May 292015

Right on the heels of Ireland, Greenland’s parliament unanimously approved gay marriage and adoption.  An independent country, but closely aligned to Denmark, Greenland had the world’s first lesbian prime minister.  Denmark legalized same-sex marriage in 2012.  Greenland now becomes the 20th country to give gays and lesbians to right to marry.

Johanna Sigurdardott happily married lesbian ex-Prime Minister of Greenland

Johanna Sigurdardott happily married lesbian ex-Prime Minister of Greenland

Jóhanna Sigurdardóttir, the first openly LGBT person to head a national government, was elected in 1978, before becoming prime minister in 2009.  She has since retired.

Greenland and Denmark

Greenland is an autonomous country within the Kingdom of Denmark and has been self-governing since 2009.  Greenland adopted Denmark’s civil union law in 1996.   It did not follow Denmark’s lead, when Denmark legalized gay marriage in 2012.


Greenland is a large ice mass in North America populated by just 57,000 people, most of whom are Inuit.

1. In Viking legends, Greenland is described exactly as its name suggests: a green, fertile land.
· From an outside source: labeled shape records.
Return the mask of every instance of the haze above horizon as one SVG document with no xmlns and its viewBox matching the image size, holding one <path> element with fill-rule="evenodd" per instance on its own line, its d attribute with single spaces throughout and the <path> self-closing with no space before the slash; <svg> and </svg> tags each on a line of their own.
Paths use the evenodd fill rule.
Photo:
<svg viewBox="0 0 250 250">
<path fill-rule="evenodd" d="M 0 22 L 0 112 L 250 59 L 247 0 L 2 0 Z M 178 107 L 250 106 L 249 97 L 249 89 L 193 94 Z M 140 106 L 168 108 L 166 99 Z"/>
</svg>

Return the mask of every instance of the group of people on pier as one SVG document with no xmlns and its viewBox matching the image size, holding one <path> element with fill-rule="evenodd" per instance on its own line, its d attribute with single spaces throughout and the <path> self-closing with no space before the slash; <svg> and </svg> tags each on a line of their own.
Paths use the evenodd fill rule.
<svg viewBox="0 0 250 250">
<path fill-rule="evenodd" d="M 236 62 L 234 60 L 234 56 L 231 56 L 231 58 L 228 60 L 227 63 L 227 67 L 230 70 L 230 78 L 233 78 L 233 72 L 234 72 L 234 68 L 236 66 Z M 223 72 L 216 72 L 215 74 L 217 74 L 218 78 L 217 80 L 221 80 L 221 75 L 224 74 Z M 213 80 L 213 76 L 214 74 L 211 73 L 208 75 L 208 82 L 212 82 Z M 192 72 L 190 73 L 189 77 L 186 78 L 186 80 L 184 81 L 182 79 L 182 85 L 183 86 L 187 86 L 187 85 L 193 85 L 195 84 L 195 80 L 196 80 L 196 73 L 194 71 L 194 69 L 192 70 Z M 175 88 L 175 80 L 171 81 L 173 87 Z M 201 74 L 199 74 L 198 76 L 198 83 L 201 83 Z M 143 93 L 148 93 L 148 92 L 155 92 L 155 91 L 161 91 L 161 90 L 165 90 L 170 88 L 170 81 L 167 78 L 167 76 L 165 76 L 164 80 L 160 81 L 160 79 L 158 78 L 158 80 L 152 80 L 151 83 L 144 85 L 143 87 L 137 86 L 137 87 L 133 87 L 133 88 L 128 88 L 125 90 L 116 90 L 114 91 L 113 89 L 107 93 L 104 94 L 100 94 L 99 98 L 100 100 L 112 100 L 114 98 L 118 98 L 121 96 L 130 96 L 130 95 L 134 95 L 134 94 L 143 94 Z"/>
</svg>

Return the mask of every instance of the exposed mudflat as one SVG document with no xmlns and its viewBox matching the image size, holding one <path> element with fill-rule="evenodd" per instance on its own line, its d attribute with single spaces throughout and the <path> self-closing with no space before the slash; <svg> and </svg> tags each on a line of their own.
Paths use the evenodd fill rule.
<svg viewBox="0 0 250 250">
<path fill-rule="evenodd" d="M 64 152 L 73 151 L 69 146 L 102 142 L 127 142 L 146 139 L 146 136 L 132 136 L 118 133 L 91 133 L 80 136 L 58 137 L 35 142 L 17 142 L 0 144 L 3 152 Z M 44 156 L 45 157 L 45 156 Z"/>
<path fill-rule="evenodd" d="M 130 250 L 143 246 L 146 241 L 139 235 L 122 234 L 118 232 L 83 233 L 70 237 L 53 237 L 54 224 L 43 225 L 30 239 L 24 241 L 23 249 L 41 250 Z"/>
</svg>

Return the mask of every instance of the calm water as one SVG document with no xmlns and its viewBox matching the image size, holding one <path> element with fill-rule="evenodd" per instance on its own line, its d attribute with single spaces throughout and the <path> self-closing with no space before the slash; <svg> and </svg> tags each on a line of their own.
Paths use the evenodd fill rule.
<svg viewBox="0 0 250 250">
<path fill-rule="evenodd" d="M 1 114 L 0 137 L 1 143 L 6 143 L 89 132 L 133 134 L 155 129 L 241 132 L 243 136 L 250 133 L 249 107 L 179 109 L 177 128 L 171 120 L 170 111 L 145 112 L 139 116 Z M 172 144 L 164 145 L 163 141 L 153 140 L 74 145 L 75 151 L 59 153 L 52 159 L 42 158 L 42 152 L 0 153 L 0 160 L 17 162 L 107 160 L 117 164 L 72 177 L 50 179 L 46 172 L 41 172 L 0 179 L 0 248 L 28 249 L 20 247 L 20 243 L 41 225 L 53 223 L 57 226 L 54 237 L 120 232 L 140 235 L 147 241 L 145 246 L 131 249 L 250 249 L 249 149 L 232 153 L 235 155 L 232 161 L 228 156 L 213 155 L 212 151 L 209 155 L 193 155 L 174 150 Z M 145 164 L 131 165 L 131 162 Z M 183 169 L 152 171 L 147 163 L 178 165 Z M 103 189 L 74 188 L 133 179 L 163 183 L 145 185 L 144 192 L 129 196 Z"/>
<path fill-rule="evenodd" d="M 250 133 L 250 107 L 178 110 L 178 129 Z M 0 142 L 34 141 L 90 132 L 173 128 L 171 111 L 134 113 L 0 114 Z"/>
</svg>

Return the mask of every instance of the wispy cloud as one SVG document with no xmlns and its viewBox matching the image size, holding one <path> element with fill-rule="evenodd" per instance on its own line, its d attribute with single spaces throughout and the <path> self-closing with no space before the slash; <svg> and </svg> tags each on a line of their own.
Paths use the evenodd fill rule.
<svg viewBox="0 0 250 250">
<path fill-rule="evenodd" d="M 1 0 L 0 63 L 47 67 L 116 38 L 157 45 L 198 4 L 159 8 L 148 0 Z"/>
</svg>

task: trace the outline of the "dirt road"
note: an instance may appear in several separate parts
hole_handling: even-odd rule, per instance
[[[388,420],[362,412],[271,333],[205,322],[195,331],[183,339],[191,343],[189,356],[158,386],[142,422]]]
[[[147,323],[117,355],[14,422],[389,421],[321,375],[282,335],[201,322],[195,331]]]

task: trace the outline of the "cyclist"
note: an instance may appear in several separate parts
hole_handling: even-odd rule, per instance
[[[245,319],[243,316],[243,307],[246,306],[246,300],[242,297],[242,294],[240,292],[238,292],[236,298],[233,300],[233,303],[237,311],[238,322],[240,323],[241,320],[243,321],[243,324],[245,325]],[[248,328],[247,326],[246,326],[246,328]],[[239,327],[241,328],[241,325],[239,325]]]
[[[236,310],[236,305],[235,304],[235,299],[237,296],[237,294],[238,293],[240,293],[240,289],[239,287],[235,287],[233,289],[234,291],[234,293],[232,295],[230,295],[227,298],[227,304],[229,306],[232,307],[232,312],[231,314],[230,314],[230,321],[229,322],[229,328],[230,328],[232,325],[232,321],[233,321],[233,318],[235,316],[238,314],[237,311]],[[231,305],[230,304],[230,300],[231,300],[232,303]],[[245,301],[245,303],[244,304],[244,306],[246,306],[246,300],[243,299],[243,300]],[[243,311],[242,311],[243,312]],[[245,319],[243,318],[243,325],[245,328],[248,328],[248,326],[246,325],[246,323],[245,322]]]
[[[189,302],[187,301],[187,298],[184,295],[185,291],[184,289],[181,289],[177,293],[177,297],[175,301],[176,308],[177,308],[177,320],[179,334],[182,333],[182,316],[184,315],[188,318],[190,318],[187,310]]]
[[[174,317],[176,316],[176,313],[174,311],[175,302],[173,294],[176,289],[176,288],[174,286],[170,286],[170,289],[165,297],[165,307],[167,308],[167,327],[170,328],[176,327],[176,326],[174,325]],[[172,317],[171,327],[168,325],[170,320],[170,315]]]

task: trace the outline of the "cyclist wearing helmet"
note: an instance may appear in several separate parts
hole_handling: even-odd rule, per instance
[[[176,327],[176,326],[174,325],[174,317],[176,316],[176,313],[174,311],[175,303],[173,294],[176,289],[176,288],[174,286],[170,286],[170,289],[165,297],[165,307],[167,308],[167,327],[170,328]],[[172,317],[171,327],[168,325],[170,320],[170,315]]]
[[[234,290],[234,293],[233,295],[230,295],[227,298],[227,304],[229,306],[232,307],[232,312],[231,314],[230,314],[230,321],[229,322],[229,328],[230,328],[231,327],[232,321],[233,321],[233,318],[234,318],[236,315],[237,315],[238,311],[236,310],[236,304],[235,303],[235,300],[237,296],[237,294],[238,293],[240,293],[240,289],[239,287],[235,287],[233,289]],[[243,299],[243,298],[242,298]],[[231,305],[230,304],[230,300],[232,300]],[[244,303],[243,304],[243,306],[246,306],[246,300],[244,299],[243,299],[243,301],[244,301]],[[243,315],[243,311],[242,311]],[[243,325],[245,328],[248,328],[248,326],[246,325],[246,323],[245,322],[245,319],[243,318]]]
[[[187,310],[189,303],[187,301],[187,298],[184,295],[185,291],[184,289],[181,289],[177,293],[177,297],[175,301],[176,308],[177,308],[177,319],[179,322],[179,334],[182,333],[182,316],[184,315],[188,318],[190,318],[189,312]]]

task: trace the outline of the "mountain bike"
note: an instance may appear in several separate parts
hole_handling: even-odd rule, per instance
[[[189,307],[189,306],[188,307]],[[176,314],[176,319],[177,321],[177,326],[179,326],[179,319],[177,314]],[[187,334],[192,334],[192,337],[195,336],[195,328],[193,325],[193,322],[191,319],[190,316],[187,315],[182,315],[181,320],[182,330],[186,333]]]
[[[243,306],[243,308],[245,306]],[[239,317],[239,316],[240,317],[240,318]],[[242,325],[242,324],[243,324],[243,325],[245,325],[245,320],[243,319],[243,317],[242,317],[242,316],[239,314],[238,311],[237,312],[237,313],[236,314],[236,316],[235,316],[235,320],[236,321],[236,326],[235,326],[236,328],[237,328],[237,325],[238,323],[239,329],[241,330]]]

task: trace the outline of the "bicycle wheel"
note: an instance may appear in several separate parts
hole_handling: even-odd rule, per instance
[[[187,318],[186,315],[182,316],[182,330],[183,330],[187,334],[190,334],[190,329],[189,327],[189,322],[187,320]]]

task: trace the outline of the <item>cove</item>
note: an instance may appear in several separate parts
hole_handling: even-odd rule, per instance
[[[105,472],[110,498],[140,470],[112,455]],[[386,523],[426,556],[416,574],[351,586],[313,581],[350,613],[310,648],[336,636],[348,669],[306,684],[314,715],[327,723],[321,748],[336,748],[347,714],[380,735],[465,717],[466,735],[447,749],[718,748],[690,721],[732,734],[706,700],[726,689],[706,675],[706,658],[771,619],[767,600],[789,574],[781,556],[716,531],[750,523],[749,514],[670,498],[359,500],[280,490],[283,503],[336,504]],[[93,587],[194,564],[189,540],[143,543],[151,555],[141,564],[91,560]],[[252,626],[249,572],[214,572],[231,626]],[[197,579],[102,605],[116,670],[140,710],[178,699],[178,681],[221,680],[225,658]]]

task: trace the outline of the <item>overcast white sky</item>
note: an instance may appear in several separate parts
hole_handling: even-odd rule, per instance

Today, however, only around 16% of Greenland is actually green. The rest of the land is covered with ice.

2. Despite having a land area the size of Mexico, Greenland has no road or railway system. Traveling between towns and villages is done by plane, helicopter, boat, or dogsled.

3. In winter, it is possible to reach the northern settlements of Greenland from Canada’s Ellesmere Island on foot. However, harsh weather conditions and global warming thwart any attempts of ever repeating the same feat that the Vikings and the Inuit did in the past.

4. Greenland and Thailand might be worlds apart, but there is actually a genuine Thai restaurant in Nuuk. They even have a hearty serving of thom kha soup.

5. Some Greenlanders take offense when they are referred to as Eskimos. The proper name for a Greenlander is Kalaallit.

6. For a barren place like Greenland, ruby and other gemstones are in surprising abundance. There may come a time when gemstone mining could overtake the traditional fishing industry in the country.

7. Greenland’s official language, Kalaallisut, is one of the most challenging languages to learn, as most words are hard to pronounce and often feature swallowed consonants.

8. In cities like Los Angeles, almost everyone owns a car; in Greenland’s capital, Nuuk, almost everyone owns a boat.

9. Greenlanders are so fond of bright colors that all houses and most buildings in the country are painted with different hues of blue, orange, red, green, and yellow.

10. In 1946, the United States thought of purchasing Greenland from Denmark – but the European kingdom refused to sell the island.